Laurie Chabot, RN
Division of GI/Endocrine Surgery
Laurie Chabot, RN, has worked with patients in the Division of GI/Endocrine Surgery since 2008, and prior to that, in other divisions at NYP/Columbia. She is well versed in the concerns that patients have before thyroid surgery. In this post, she shares the most common questions she discusses with her patients every day.
Will I need to take calcium after surgery?
Calcium levels are controlled by the parathyroid glands, which are 4 delicate glands located near, sometimes adjacent to, or even within the thyroid gland. Approximately 5% of patients will have a temporarily low calcium level after the operation and less than 1% of patients may have a permanently low calcium level. We routinely ask patients to take calcium supplements for the first few weeks after the operation to help avoid the symptoms of low calcium levels.
Symptoms of low calcium levels include numbness and tingling in the hands, the soles of your feet, and around your lips. Some patients feel a ‘crawling’ sensation in the skin, muscle cramps, or severe headaches. In rare cases, patients may have cramping and rigidity of muscles especially in the hands and legs. Symptoms usually appear between 24 and 48 hours after surgery if they are going to appear. Please keep in mind that other conditions like neuropathy and anxiety may cause some of the same symptoms and these symptoms might not be related to calcium levels.
If I have it, will hypocalcemia be temporary or last forever?
Approximately 5% of patients will have a temporarily low calcium level after the operation and less than 1% of patients may have a permanently low calcium level. Only one parathyroid gland is needed for the whole body, and the chances of all four failing to recover is extremely low. In most cases, the need for supplemental calcium will end after about two weeks.
How much calcium do I need to take calcium after thyroid surgery?
We ask patients to take 1000 mg of calcium 4 times a day for the first week after surgery and then 500 mg of calcium twice a day for the next 2 weeks until their post-operative visit to help avoid the symptoms of low calcium levels. If you have symptoms of low calcium levels after the operation, take an extra 1000 mg and wait 30 minutes. If the symptoms do not go away after 30 minutes, take an extra 1000 mg and wait another 30 minutes. If the symptoms still have not improved, please give your surgeon a call. At that point, they may ask you to have a blood test and will likely prescribe supplemental vitamin D (called Calcitriol or Rocaltrol) to help your intestines absorb more calcium.
How large will my scar be?
Our surgeons take several steps to minimize surgical incisions and post-operative scarring. They use minimally invasive techniques for all procedures and most incisions are 1 to 1.5 inches long. More importantly, they carefully place the incision in a natural skin line which will act like camouflage. As the redness fades, the incision blends right into the skin line. Finally, our surgeons put in a stitch to close the skin that they remove a few hours after the operation. By not having the foreign material of a suture in the neck, the body has less to react to and so the incision fades faster. Over time, the majority of incisions fade to become virtually unnoticeable.
What is the best way to minimize my scar?
After the surgical glue falls off, there are several steps you can take. First and foremost, protect it from the sun and use sunblock over the area so that the incision does not tan darker than the surrounding skin – this is very important. Second, you can apply vitamin E, a scar-reducing product such as Mederma, or other moisturizing cream that has worked for you in the past, as long as it doesn’t irritate the incision. Most patients do not put anything on it, and the incisions heal beautifully. After the first 2 weeks, gently rubbing the area will help improve circulation and healing and will help break up scar tissue.
Depending on the time you undergo surgery, your medical history and your condition after surgery, you may stay in the hospital overnight. However, 95% of our patients can go home the same day after a six-hour observation period.
Will I have local or general anesthesia during surgery?

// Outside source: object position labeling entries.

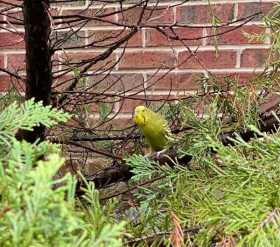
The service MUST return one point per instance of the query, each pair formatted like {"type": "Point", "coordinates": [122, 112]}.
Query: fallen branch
{"type": "Point", "coordinates": [121, 172]}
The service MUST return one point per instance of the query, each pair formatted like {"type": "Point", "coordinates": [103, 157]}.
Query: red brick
{"type": "Point", "coordinates": [188, 81]}
{"type": "Point", "coordinates": [152, 16]}
{"type": "Point", "coordinates": [69, 39]}
{"type": "Point", "coordinates": [172, 81]}
{"type": "Point", "coordinates": [248, 9]}
{"type": "Point", "coordinates": [187, 36]}
{"type": "Point", "coordinates": [210, 59]}
{"type": "Point", "coordinates": [104, 16]}
{"type": "Point", "coordinates": [199, 14]}
{"type": "Point", "coordinates": [147, 60]}
{"type": "Point", "coordinates": [254, 57]}
{"type": "Point", "coordinates": [73, 59]}
{"type": "Point", "coordinates": [11, 40]}
{"type": "Point", "coordinates": [16, 61]}
{"type": "Point", "coordinates": [129, 104]}
{"type": "Point", "coordinates": [224, 36]}
{"type": "Point", "coordinates": [242, 78]}
{"type": "Point", "coordinates": [117, 82]}
{"type": "Point", "coordinates": [109, 37]}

Our surgeons prefer using general anesthesia because it reduces the likelihood of unintentional movement during surgery, and patients tend to be more comfortable. If patients prefer local (also called ‘twilight’) anesthesia or if they have contra-indications to general anesthesia, then local sedation may be an option. Ultimately, the type of anesthesia used is a decision that you will make with both the surgeon and anesthesiologists. The anesthesiologists may not allow a local anesthetic technique to be used if you have other medical conditions like reflux disease or sleep apnea.
Will my voice be affected by thyroid surgery?

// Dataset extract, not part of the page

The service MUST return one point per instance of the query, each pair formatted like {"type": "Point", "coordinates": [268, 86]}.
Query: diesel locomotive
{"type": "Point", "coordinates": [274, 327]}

Temporary voice changes such as hoarseness or weakness occur in about 3% of patients. Less than 1% of patients will have a permanent change.
When can I resume normal activities?
Most people can return to work and normal activities, including exercise, sexual activity, and flying on an airplane, about a week after surgery.
How can I know if my surgeon is an expert in thyroid/parathyroid surgery?
Research shows that experienced surgeons who specialize in thyroid operations have superior surgical outcomes and less frequent complications than providers who only rarely perform thyroid surgery. According to national standards, high volume surgeons perform 50 or more thyroid surgeries per year and have done more than a thousand in their careers.